Government intervention can stabilise markets. It can also distort them, creating dependencies, crowding out private capital that might otherwise return, and concentrating risk in institutions ultimately backed by taxpayers with no choice in the matter. The Geneva Association has warned directly that society ultimately bears the cost of fragmentation: as private capital retreats, firms and individuals have less coverage and less support, with the most vulnerable communities the most exposed.
For business leaders, this shift introduces a different operating reality, one that is not yet fully reflected in most corporate planning or risk frameworks.
The first reality is that the cost of risk is rising and will continue to rise in ways that vary sharply by location, sector and asset type. Properties in climate-exposed regions are becoming harder and more expensive to insure. Supply chains running through geopolitically contested areas carry elevated and volatile risk premiums. Operations in markets where private investment has retreated face infrastructure gaps and financial system gaps that can directly affect business performance. These are not tail risks to be modelled in stress scenarios. They are structural features of the environment that need to be priced into strategy.

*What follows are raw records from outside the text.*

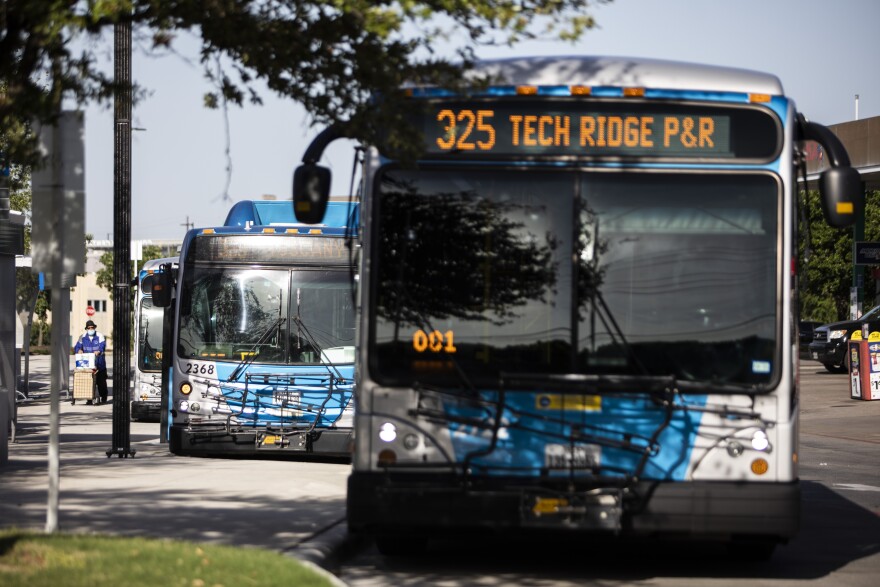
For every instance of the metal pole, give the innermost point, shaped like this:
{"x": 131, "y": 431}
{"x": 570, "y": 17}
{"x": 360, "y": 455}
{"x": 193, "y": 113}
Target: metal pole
{"x": 122, "y": 242}
{"x": 54, "y": 456}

The second reality is that risk can no longer always be transferred or externalised efficiently. For much of the past generation, organisations could assume that insurance markets, capital markets and global diversification would absorb most of their exposure. As these mechanisms weaken, risk becomes more concentrated within the system itself, and increasingly within the organisations operating in that system. The question is no longer simply whether a given risk can be transferred. It is: if it cannot be transferred, how do we operate with it? That is a fundamentally different question, and most organisations have not yet built the strategic and operational capability to answer it well.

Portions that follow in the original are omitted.